Trata-se de uma justiça que seja historicamente reparadora e que não apenas reconheça os danos genocidas para população negra causada por séculos de escravização. Mas, que garanta a humanização do corpo negro, que seja efetivamente transformadora e que rompa com as opressões instaladas por este modo de produção de vida. É desta justiça que temos sede!
Além deste Estado não possibilitar o acesso e a publicização da memória do povo negro, ele também é um dos principais atores para a promoção de um silenciamento da produção de saberes e conhecimentos dos povos afrolatinoamericanos devido aos mecanismo de racismo estrutural que operam e fundam esta sociedade. E na atualidade, são omissos nos casos de vandalização e tentativas de apagamentos do patrimônio e dos monumentos artísticos construídos pelos diferentes movimentos sociais e organizações da sociedade civil.
“Não foi a milícia, nem os grileiros, foi a própria Orla Rio que colocou as coisas do meu pai que estavam lá há 40 anos para o lado de fora”.
Yá Wanda d’Omolú
Um caso simbólico desta política de omissão consciente deste Estado é o que ocorreu com o Quiosque Oxumarê, que durante 40 anos de atuação na Avenida do Pepê, na Barra da Tijuca/RJ, inclusive sendo patrimônio cultural do Estado do Rio de Janeiro dado pela então Vereadora Jurema Batista (PT), foi covardemente fechado pela Prefeitura do Rio de Janeiro através de medidas escusas em 2016.
A Prefeitura do Rio de Janeiro, através da Orla Rio, parou de emitir o boleto de pagamento de permanência no local, cortou a distribuição de água e luz. E em 2012, a própria empresa teria aberto um processo pedindo o ressarcimento do dinheiro não recebido.
A família de Niwton da Silva, proprietário do Quiosque Oxumarê, chegou a processar a Orla Rio pela não realização e entrega da formalização do boleto de pagamento e ganhou o processo em duas instâncias, já que acreditaram que a não emissão do boleto foi por conta do tombamento. Porém, não foi suficiente para o fechamento arbitrário do espaço, um ponto de encontro da cultura negra do do Rio.
A Ialorixá Wanda d’Omolú, filha de Niwton da Silva, ressalta que até mesmo a placa de tombamento do Quiosque Oxumarê foi destruída.
“A nossa família ficou numa situação muito difícil porque a nossa renda saía dali.
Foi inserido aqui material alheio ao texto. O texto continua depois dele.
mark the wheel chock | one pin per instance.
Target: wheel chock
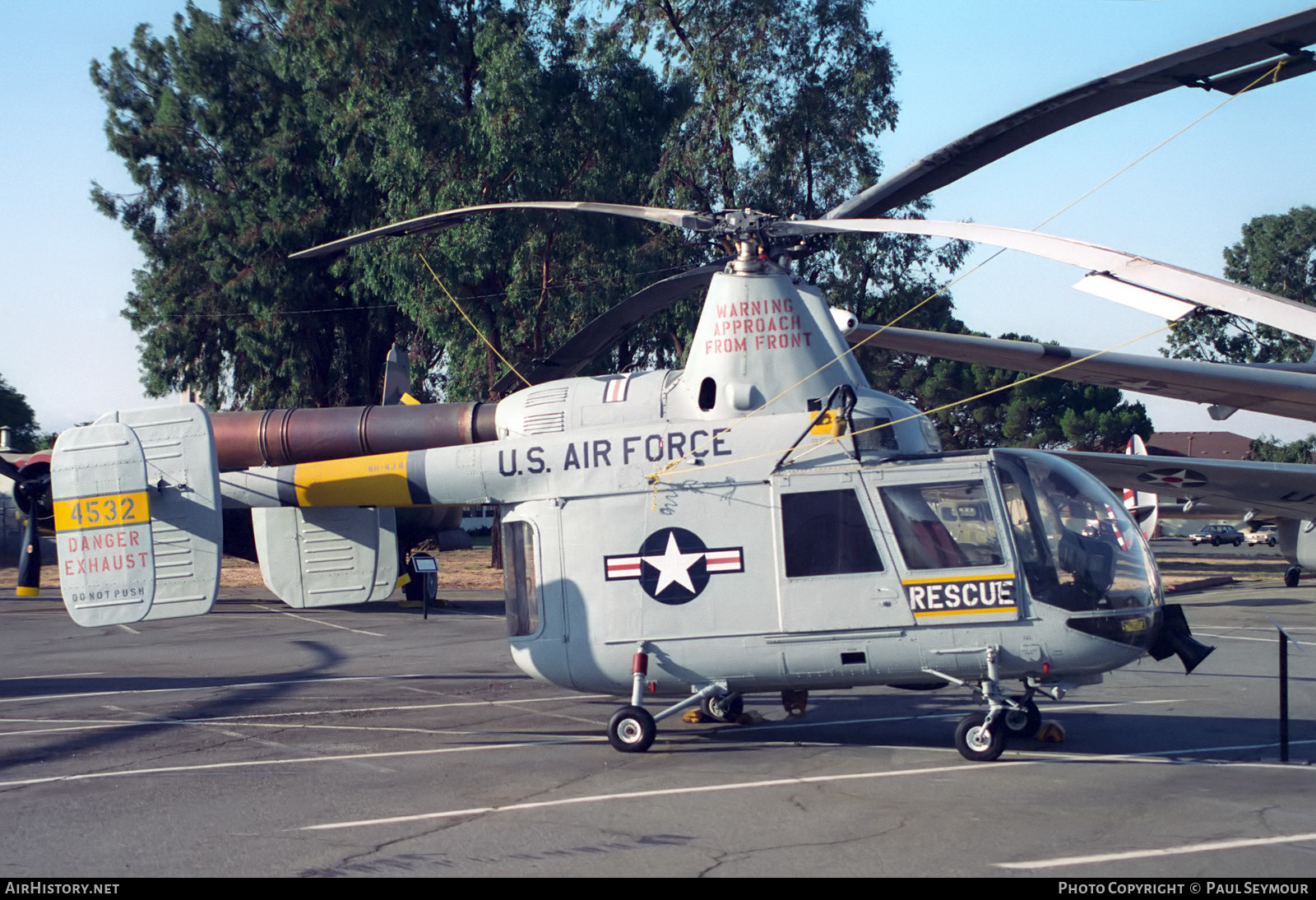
(1050, 732)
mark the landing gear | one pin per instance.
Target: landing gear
(977, 741)
(980, 737)
(632, 729)
(1024, 721)
(725, 708)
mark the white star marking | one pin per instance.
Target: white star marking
(674, 566)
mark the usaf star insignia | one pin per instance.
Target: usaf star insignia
(674, 564)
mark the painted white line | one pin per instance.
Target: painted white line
(28, 678)
(220, 687)
(1208, 847)
(341, 628)
(1157, 757)
(252, 763)
(91, 724)
(94, 726)
(661, 792)
(1240, 637)
(1046, 711)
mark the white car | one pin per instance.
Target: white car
(1263, 535)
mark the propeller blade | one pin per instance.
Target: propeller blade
(445, 220)
(1169, 283)
(1228, 63)
(599, 335)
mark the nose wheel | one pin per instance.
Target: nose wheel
(977, 741)
(632, 729)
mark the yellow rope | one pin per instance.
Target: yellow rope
(474, 328)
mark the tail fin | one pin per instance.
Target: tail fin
(1142, 505)
(137, 516)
Todos nós trabalhávamos ali, então temos que falar sobre isso, sim! Porque eles estão matando a gente. O Moise foi morto à paulada! Mas, ainda ocorrem muitas arbitrariedades na Orla Rio e que vem da caneta pesada do Governo, do conluio entre o Governo e os corruptores. A Orla Rio é um antro de corrupção e só fazem aquilo que eles querem!”
A Yá Wanda d’Omolú ainda acrescenta: “Não foi a milícia, nem os grileiros, foi a própria Orla Rio que colocou as coisas do meu pai que estavam lá há 40 anos para o lado de fora”.
A IDMJRacial também convive com os constantes ataque aos memoriais que produzimos na Baixada Fluminense, todas as intervenções artísticas que retratam a luta e resistência do povo negro foram vandalizados e o Estado nunca nem se pronunciou sobre esse tipo de violência de cunho racista e também misógeno.
Ademais, a familía do Moise merece receber uma indenização financiera e simbólica pelo assassinato brutal de um ente querido. Entretanto, sabemos que a região que está localizado o quiosque é uma área de domínio de milícias que atuam com extorsão a comerciantes.
Logo, precisamos também garantir a segurança e proteção deste núcleo familiar para garantir sua atuação comercial e manter o legado de Moise vivo.
Há 500 anos resistimos aos intentos de um Estado arbitrário e promovemos a continuidade do nosso legado e memória. Não acreditamos que será das mãos de um Estado genocida, racista, heteronormativo, cristão e patriarcal que será garantida e mantida a memória de lutas, vitórias, resistências, dor e muitas lágrimas dos nossos ancestrais.